Я бы ответил на этот вопрос по-другому: мы можем противопоставить христианскую веру. Понимание того, что в Царстве, под которым мы разумеем отнюдь не потусторонний мир, а самую что ни на есть осязаемую реальность, самый маленький и слабый и есть самый большой и сильный. Или вспомнил бы мысль, сформулированную в буддистской сутре, о которой я узнал от своего друга Эрве Клерка: «Человек, считающий себя выше, ниже или даже равным другому, далек от реальности».

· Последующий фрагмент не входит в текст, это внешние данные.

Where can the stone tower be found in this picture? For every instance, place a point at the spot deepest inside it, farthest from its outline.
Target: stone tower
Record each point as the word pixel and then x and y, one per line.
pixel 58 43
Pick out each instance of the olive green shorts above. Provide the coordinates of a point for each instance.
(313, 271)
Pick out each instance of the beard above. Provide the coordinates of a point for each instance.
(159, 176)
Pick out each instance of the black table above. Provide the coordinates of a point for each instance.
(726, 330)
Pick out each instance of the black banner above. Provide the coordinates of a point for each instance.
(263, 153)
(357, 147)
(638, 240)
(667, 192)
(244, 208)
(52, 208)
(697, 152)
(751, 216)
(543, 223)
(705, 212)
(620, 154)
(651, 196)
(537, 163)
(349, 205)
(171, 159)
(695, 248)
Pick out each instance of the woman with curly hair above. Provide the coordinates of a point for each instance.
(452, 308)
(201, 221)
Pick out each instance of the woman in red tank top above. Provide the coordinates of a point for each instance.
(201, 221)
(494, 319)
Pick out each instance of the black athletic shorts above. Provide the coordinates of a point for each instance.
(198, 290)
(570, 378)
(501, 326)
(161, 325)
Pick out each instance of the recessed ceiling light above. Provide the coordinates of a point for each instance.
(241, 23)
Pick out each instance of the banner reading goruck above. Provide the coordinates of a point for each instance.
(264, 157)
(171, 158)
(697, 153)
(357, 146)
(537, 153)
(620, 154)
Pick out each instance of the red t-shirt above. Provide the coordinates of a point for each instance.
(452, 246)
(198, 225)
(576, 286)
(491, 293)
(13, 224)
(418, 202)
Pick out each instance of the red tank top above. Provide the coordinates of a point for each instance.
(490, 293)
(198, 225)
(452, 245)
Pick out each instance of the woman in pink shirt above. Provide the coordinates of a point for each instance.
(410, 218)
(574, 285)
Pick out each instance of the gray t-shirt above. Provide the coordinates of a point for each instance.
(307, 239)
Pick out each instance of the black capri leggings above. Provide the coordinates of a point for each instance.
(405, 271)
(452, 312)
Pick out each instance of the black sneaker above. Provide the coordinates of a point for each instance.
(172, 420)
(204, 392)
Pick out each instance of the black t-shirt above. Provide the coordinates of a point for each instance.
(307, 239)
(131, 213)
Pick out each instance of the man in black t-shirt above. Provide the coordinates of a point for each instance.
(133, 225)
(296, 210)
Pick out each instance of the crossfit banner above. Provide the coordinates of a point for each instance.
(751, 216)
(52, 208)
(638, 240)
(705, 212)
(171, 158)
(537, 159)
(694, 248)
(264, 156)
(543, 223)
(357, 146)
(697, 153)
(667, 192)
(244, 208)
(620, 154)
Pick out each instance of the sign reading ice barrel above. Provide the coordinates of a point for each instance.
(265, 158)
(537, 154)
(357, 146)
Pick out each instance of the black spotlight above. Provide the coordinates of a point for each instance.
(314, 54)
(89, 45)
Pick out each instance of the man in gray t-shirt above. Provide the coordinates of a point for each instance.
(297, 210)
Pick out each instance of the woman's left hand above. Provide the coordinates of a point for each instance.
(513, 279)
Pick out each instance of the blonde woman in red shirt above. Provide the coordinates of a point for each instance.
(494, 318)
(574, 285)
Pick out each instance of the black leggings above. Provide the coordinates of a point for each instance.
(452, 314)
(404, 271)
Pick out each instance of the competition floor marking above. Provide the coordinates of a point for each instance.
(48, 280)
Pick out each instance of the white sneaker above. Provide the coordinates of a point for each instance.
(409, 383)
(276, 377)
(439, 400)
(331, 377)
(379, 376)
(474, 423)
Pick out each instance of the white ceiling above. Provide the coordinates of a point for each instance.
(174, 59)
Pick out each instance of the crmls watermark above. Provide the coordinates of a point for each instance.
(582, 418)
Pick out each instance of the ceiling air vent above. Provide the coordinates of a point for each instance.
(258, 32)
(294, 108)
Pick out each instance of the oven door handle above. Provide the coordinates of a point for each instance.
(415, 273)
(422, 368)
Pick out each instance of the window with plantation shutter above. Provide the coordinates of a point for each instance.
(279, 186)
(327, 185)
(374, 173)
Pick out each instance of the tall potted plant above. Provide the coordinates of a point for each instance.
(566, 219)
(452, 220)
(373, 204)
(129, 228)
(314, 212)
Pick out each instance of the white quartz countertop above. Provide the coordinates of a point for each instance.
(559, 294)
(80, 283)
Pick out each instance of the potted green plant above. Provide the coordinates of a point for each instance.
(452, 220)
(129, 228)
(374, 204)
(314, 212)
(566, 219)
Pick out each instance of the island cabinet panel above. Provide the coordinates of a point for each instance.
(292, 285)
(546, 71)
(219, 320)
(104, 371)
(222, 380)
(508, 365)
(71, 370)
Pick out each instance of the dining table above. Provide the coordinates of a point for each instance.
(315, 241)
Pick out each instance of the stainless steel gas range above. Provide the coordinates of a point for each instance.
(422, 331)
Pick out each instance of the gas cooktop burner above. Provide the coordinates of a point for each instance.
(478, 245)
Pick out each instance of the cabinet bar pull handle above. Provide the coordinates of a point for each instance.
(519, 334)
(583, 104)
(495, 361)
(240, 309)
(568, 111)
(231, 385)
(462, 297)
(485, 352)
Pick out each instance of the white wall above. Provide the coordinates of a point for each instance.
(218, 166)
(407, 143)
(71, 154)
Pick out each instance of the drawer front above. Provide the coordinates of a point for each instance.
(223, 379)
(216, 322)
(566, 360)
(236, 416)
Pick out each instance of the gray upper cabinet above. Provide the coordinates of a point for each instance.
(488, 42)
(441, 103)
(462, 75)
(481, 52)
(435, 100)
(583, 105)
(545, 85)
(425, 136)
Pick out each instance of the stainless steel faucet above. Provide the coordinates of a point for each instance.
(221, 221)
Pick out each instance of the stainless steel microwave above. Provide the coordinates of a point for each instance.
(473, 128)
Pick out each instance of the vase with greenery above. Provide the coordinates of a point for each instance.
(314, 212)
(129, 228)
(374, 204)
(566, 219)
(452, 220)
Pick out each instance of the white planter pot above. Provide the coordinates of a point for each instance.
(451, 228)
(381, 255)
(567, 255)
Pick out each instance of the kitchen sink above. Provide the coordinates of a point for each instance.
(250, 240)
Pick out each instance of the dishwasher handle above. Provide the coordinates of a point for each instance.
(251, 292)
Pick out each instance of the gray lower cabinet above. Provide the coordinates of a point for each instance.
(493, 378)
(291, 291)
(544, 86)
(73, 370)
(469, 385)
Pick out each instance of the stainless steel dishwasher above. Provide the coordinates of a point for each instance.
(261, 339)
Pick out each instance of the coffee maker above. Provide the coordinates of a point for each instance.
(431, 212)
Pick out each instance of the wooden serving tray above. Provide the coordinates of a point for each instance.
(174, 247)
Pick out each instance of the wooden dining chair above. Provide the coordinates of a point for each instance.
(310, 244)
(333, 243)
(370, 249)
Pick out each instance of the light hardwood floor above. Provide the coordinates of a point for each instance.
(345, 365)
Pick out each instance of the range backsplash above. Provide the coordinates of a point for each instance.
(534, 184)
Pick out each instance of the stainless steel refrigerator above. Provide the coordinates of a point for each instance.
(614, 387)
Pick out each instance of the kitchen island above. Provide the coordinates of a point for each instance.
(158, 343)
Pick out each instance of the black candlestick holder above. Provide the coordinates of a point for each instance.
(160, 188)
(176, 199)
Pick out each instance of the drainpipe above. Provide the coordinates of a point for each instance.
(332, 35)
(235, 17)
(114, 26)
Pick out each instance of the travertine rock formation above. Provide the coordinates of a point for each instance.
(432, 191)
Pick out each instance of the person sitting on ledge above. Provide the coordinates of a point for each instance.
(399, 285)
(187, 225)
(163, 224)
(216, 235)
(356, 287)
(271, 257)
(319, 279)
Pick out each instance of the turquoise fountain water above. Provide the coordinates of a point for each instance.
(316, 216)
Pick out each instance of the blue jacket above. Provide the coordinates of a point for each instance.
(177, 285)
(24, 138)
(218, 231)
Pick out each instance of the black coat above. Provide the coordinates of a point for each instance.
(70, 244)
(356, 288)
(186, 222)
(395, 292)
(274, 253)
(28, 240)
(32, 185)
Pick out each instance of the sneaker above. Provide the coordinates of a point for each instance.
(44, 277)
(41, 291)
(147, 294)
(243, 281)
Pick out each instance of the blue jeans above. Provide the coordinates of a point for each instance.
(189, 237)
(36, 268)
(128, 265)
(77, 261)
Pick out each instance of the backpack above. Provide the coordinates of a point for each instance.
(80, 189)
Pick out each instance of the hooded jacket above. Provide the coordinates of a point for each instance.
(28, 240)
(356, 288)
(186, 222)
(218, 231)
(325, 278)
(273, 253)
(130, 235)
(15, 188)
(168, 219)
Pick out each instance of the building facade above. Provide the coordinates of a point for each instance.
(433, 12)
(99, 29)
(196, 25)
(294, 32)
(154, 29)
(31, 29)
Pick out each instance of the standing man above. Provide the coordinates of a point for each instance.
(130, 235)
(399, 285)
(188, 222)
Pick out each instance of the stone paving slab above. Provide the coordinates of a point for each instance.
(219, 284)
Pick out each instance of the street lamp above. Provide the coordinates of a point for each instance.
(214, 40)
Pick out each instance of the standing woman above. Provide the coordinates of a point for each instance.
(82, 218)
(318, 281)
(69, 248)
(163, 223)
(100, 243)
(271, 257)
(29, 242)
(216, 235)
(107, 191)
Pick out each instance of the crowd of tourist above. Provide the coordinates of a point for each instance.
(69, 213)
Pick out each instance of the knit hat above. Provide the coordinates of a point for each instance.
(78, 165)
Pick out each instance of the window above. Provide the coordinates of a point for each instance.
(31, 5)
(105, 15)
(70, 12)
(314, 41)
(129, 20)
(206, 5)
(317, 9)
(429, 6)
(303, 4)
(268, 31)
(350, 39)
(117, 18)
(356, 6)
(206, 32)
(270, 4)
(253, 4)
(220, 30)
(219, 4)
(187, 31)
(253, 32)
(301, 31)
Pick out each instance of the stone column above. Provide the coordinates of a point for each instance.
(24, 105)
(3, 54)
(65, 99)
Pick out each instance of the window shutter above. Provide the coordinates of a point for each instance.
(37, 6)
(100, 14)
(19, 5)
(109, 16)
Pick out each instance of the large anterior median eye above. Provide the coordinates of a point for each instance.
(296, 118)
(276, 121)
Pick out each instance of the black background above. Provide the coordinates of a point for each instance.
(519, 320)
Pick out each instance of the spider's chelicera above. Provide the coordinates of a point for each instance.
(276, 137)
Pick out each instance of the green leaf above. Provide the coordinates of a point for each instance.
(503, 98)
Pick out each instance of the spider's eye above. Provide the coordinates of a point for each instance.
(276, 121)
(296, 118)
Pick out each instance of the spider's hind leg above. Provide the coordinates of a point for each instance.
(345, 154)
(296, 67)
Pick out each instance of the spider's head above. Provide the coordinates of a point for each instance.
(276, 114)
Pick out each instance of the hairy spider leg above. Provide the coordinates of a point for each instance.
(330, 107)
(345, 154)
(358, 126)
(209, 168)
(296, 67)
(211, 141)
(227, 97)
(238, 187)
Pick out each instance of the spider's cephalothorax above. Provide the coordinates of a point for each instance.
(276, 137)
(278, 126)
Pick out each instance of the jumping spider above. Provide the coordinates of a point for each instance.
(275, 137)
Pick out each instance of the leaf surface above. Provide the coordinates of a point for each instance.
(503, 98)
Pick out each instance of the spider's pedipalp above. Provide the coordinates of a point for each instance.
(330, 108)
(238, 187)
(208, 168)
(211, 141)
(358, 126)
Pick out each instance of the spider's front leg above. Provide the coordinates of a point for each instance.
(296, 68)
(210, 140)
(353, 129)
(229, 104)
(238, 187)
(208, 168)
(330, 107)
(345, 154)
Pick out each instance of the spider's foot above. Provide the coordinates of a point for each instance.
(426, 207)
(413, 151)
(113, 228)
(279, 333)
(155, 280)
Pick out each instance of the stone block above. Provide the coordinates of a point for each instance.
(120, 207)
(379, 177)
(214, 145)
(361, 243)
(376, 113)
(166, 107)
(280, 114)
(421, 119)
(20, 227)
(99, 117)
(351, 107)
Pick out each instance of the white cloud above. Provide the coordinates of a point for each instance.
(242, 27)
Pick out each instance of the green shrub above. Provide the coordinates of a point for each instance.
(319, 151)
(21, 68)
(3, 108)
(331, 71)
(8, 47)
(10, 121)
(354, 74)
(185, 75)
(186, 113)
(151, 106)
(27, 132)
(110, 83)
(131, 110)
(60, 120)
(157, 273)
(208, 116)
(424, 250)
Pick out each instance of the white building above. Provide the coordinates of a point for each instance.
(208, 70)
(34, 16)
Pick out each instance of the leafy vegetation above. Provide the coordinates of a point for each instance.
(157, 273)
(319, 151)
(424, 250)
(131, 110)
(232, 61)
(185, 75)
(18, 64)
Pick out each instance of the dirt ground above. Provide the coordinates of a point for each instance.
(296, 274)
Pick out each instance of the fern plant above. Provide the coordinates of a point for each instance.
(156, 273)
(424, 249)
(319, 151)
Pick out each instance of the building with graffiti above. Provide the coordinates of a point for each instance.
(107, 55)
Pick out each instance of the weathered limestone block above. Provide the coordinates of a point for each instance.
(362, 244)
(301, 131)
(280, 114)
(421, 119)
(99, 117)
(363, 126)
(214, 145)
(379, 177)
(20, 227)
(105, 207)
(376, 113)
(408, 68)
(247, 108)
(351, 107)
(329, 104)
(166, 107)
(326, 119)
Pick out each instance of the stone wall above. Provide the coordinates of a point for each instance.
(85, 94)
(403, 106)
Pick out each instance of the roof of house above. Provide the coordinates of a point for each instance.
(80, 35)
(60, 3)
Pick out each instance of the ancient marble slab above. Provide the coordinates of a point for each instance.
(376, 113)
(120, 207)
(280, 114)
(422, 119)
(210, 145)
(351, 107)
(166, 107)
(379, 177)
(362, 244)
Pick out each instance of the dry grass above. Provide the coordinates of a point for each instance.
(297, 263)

Возможно, этот тезис теряет свой смысл вне самой доктрины (если, конечно, вы ее разделяете), расценивающей человеческое «я» как иллюзию, потому что моментально всплывают тысячи примеров, его опровергающих: вся наша философская система базируется на иерархии заслуг, согласно которой, к примеру, Махатма Ганди стоит выше, чем педофил-убийца Марк Дютру[32]. Я намеренно привожу пример, с которым трудно спорить, хотя под сомнение можно поставить многое, поскольку критерии довольно зыбки, да и сами буддисты настаивают на необходимости отличать человека честного от испорченного, исходя из образа его действий в течение жизни. Однако, несмотря на то что я трачу время на выстраивание этой иерархии, несмотря на то, что я, как и Лимонов, не могу, столкнувшись с кем-то из себе подобных, не задаться более или менее сознательно вопросом, ниже или выше стоит этот субъект по сравнению со мной, и, в зависимости от ответа, ощутить или радость, или унижение, я все-таки убежден, что высказанная мысль – повторяю: «Человек, считающий себя выше, ниже или равным другому, далек от реальности» – есть вершина мудрости, и целой жизни не хватит, чтобы овладеть ею, переварить ее и сделать своею до такой степени, чтобы она стала сущностным компонентом личности, а не расхожим инструментом, позволяющим ориентироваться в тех или иных обстоятельствах. И я думаю, что написание этой книги может, как это ни покажется странным, тому содействовать.